# Oldest Pet Cat



## Brian G Turner (Apr 9, 2004)

*The oldest known evidence of people keeping cats as pets may have been  discovered by archaeologists.
*
 The discovery of a cat buried with what could be its owner in a Neolithic  grave on Cyprus suggests domestication of cats had begun 9,500 years ago.  It was thought the Egyptians were first to domesticate cats, with the  earliest evidence dating to 2,000-1,900 BC.  

 French researchers writing in Science magazine show that the process actually  began much earlier than that.  

 The evidence comes from the Neolithic, or late stone age, village of  Shillourokambos on Cyprus, which was inhabited from the 9th to the 8th millennia  BC.



 More: http://news.bbc.co.uk/1/hi/sci/tech/3611453.stm


----------



## mythusmage (Sep 19, 2004)

Where are the other cats? With Egypt there is a long history of cats in culture and society. There are cats in art, history, legend, and public and private life. In Cyprus all you have is a single cat. Even with the Silver Fox it took a few generations to produce a domesticated animal. What the Cypriot discovery shows is that somebody had a pet cat.

Felines are curious beasts. You hand raise a kitten from about 6 to 8 weeks of age and you'll get an animal that is pretty tractable. It happens with lynxes, bobcats, servals, and even cheetahs and cougars. Given the circumstances surrounding the discovery I'd say the animal was a wild cat, found as a very young kitten and raised by hand. Not the first domesticated cat by a wide margin, nor the ancestor of domesticated cats today, since (the last I heard) no one has found any evidence of feline domestication in ancient Cyprus other than this solitary incident.

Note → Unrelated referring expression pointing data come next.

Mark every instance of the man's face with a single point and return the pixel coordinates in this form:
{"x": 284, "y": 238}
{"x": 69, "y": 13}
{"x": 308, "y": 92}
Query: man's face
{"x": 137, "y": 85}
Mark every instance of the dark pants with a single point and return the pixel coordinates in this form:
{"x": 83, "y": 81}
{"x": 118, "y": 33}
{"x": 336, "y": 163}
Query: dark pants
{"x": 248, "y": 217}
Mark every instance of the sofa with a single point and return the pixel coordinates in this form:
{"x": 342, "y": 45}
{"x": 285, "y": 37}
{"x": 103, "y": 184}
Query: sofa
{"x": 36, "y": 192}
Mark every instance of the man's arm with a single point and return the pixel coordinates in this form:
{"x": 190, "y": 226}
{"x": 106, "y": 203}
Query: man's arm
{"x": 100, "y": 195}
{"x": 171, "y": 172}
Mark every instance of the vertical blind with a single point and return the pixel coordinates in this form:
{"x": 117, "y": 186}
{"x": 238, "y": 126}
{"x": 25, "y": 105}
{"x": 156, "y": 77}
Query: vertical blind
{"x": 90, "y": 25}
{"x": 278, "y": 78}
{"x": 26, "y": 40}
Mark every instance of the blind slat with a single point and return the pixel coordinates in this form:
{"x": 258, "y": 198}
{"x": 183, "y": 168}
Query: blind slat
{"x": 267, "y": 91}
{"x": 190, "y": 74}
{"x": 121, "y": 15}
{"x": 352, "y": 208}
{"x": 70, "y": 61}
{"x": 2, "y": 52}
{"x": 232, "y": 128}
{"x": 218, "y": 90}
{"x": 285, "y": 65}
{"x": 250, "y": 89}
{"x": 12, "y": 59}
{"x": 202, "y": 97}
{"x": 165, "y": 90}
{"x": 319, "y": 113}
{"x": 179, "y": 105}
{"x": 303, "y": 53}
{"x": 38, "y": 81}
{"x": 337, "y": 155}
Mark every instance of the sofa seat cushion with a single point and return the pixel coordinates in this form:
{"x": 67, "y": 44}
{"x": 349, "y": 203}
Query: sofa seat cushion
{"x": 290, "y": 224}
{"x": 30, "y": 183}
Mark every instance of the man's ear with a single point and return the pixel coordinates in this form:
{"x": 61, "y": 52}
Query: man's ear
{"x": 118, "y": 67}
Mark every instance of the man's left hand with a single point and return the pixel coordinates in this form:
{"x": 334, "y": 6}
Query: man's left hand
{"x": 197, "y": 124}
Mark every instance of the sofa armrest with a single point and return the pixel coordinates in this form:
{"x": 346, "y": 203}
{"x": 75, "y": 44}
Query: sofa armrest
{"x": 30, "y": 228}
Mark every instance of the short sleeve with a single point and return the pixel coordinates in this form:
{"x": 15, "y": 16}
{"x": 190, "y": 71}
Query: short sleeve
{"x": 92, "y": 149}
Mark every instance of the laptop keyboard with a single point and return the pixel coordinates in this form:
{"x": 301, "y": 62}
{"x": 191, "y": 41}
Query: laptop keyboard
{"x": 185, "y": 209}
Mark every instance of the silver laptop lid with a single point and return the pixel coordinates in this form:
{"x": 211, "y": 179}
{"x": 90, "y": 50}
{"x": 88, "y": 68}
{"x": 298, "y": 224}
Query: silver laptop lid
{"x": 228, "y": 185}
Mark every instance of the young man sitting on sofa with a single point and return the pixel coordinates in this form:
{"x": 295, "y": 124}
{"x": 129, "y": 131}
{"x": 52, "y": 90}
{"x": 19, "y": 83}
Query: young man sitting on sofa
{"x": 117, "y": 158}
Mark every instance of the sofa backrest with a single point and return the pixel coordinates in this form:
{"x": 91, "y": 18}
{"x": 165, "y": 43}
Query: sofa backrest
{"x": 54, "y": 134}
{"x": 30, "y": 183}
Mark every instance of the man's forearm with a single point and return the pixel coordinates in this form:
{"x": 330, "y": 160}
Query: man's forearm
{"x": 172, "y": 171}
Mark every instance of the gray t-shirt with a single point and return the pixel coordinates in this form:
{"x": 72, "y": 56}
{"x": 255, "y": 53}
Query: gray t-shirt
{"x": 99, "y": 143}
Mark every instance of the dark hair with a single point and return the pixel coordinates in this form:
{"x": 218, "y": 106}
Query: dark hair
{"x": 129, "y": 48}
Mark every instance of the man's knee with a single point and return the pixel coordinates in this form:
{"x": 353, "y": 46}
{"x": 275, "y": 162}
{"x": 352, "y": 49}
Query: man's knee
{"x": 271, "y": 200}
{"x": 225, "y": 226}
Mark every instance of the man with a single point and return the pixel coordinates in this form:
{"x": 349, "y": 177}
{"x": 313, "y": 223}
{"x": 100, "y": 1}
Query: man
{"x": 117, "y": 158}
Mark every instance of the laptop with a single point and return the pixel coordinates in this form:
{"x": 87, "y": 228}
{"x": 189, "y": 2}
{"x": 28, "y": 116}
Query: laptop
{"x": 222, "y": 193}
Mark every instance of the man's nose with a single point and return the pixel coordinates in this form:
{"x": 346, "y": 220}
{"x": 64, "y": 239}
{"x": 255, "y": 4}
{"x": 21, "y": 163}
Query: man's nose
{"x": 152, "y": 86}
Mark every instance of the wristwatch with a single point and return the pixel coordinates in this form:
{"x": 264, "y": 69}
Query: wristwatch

So unless further evidence is found Egypt gets to keep the credit for foisting the cat on humanity.


----------



## littlemissattitude (Sep 19, 2004)

They've got it backwards, you know.  It isn't when humans started domesticating cats...it's when cats started domesticating humans.  Anyone who has ever lived with a cat knows who's really the boss.


----------



## kyektulu (Aug 12, 2005)

I agree with mythusmage I was going to say something very similar myself but got beaten to it. 

Although littlemissattitude I feel the same way about my pet cat, she definetly owns me not the other way round!


----------



## Enadil Moonweaver (Oct 28, 2006)

I have had cats all my life and let me tell you they are bossy demanding little critters but you can't help but love them


----------



## carrie221 (Oct 29, 2006)

Wow... I had never heard of there being a chance of cats domesticating humans that early... I am not sure that I believe it but it is interesting


----------



## Esioul (Nov 11, 2006)

I think dogs are supposed to be the earliest domesticated animals, but it sounds like cats were tamed fairly early on too. I have to say I'm not very keen on cats.


----------



## SpaceShip (Nov 11, 2006)

Well, I think I, Brian's question has gonea little bit off track here!  I agree with him - there is much evidence of the cat first being domesticated (actually, more, worshipped) in Egypt than in any other country.  Each country appears to have it's own venerated animal, eg Indian elephant.


----------